The Tiger Milk Mushroom (Lignosus spp.) is an important medicinal mushroom in Southeast Asia and has been consumed frequently by the natives as a cure for a variety of illnesses. In this study, we hypothesized that Lignosus tigris (cultivar E) sclerotium may contain high nutritional value and antioxidant properties, is nontoxic and a potential candidate as a dietary supplement. The chemical and amino acid compositions of the sclerotium were evaluated and antioxidant activities of the sclerotial extracts were assessed using ferric reducing antioxidant power; 1,1-diphenyl-2-picrylhydrazyl; and superoxide anion radical scavenging assays. Acute toxicity of the L. tigris E sclerotium was assessed using a rat model study. The sclerotium was found to be rich in carbohydrate, protein, and dietary fibers with small amounts of fat, calories, and sugar. The amino acid composition of the protein contains all essential amino acids, with a protein score of 47. The sclerotial extracts contain phenolics, terpenoids, and glucan. The ferric reducing antioxidant power values of the various sclerotial extracts (hot water, cold water, and methanol) ranged from 0.008 to 0.015 mmol min(-1) g(-1) extract, while the 1,1-diphenyl-2-picrylhydrazyl and superoxide anion radical scavenging activities ranged from 0.11 to 0.13, and -2.81 to 9.613 mmol Trolox equivalents g(-1) extract, respectively. Acute toxicity assessment indicated that L. tigris E sclerotial powder was not toxic at the dose of 2000 mg kg(-1). In conclusion, L. tigris E sclerotium has the potential to be developed into a functional food and nutraceutical.

Sub-Acute Toxicity Study of Tiger Milk Mushroom Lignosus tigris Chon S. Tan Cultivar E Sclerotium in Sprague Dawley Rats.
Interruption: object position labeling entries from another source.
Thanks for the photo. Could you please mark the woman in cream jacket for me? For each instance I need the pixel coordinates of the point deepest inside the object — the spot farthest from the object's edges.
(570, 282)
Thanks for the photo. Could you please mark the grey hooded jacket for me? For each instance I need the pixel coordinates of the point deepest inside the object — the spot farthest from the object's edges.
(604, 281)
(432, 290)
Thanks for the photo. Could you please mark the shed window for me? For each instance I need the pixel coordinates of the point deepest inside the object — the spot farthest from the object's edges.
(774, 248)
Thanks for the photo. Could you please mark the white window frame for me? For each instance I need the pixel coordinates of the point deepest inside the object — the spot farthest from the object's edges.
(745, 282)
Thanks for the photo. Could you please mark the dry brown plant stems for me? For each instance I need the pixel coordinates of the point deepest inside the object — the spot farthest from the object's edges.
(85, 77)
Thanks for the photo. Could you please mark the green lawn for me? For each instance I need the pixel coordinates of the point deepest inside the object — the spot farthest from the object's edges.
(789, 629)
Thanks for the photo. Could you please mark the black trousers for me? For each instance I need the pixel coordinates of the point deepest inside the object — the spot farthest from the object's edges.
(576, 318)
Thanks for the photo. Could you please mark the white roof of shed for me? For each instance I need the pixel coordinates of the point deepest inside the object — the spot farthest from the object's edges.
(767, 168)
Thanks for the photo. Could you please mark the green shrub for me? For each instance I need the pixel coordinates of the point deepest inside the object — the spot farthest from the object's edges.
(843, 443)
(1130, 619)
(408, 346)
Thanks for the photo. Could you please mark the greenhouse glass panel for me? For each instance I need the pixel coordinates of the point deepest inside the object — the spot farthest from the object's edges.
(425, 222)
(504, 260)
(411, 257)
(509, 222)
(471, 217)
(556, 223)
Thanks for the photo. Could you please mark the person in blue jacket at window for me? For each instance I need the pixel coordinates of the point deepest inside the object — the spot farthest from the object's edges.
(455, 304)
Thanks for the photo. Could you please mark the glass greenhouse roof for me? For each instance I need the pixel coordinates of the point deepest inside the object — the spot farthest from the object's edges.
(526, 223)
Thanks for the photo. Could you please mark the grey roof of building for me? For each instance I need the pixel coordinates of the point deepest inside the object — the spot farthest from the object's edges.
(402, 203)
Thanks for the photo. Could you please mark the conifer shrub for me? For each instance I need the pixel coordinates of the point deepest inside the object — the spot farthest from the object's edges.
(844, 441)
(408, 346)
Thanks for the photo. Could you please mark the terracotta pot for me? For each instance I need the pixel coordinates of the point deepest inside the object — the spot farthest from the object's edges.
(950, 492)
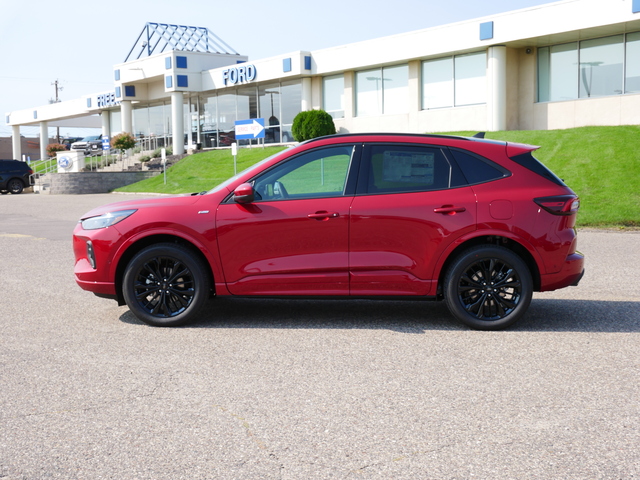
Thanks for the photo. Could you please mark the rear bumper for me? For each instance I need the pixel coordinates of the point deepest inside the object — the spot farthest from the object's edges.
(569, 275)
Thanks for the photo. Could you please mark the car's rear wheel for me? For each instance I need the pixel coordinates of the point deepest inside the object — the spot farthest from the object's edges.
(15, 186)
(488, 287)
(166, 285)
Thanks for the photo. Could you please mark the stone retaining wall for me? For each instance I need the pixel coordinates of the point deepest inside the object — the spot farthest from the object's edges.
(92, 182)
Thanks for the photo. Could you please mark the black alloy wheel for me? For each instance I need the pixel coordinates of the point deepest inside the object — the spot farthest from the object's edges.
(166, 285)
(488, 287)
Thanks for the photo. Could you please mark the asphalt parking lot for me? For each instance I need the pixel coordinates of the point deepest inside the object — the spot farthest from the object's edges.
(307, 389)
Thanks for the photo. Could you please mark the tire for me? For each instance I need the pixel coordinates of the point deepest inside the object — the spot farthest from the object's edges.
(166, 285)
(15, 186)
(488, 288)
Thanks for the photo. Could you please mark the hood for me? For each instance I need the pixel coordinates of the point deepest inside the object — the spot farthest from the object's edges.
(160, 202)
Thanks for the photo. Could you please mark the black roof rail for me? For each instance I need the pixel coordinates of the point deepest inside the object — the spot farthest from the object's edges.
(389, 134)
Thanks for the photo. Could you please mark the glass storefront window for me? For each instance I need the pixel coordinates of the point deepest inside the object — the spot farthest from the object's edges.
(226, 119)
(591, 68)
(395, 90)
(632, 74)
(269, 103)
(437, 83)
(291, 105)
(333, 95)
(209, 121)
(601, 71)
(382, 91)
(115, 121)
(558, 73)
(470, 79)
(369, 92)
(141, 122)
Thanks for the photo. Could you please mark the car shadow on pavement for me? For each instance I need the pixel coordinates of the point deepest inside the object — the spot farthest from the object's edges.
(415, 317)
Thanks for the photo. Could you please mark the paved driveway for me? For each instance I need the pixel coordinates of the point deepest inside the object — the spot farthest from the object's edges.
(310, 390)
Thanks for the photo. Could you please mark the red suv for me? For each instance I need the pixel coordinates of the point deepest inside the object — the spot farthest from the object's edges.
(479, 224)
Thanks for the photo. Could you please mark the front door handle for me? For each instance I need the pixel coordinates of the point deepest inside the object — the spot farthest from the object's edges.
(323, 215)
(449, 209)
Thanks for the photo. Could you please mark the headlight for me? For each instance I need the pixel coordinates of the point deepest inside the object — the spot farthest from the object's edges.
(106, 220)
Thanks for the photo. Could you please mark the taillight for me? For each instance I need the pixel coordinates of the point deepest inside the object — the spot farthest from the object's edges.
(560, 204)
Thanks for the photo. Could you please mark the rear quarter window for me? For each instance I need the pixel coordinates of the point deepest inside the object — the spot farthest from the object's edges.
(478, 169)
(528, 161)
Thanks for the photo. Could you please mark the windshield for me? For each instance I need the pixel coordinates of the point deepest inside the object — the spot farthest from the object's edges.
(245, 171)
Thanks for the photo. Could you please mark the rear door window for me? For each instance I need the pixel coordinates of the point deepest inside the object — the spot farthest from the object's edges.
(403, 168)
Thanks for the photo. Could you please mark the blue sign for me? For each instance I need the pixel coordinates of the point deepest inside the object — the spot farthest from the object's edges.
(64, 162)
(241, 74)
(248, 129)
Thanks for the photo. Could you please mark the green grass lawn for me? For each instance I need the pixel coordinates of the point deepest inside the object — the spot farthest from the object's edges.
(601, 164)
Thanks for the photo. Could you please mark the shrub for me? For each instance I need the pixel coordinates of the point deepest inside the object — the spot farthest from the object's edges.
(52, 148)
(312, 124)
(123, 141)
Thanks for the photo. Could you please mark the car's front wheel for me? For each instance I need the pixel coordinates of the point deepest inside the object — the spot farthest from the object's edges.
(488, 287)
(166, 285)
(15, 186)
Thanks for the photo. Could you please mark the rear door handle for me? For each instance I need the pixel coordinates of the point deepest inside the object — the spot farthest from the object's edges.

Lignosus also known as “Tiger Milk Mushroom,” is classified in the family Polyporaceae and mainly consumed for its medicinal properties in Southeast Asia and China. The sclerotium is known as the part with medicinal value and often used by the natives to treat a variety of ailments. Lignosus tigris Chon S. Tan, one of the species of the Malaysia Tiger Milk mushroom, has recently been successfully cultivated in laboratory. Earlier studies have demonstrated the L. tigris cultivar E sclerotia exhibited beneficial biomedicinal properties. This study evaluated the potential toxicity of L. tigris E sclerotia in a 28-day sub-acute oral administration in Sprague Dawley (SD) rats. L. tigris E sclerotial powder was administered orally at three different doses of 250, 500, and 1000 mg/kg to the SD rats once daily, consecutively for 28-days. Body weight of the rats was recorded and general behavior, adverse effects, and mortality were observed daily throughout the experimental period. At the end of the experiment, blood hematology and biochemistry, relative organ weights, and histopathological analysis were performed. Results showed that there were no mortality nor signs of toxicity throughout the 28-day sub-acute toxicity study. Oral administration of the L. tigris E sclerotial powder at daily dose up to 1000 mg/kg had no significant effects in body weight, relative organ weight, blood hematological and biochemistry, gross pathology, and histopathology of the organs. L. tigris E sclerotial powder did not cause any treatment-related adverse effect in the rats at different treatment dosages up to 1000 mg/kg. As the lethal dose for the rats is above 1000 mg/kg, the no-observed-adverse-effect level (NOAEL) dose is more than 1000 mg/kg.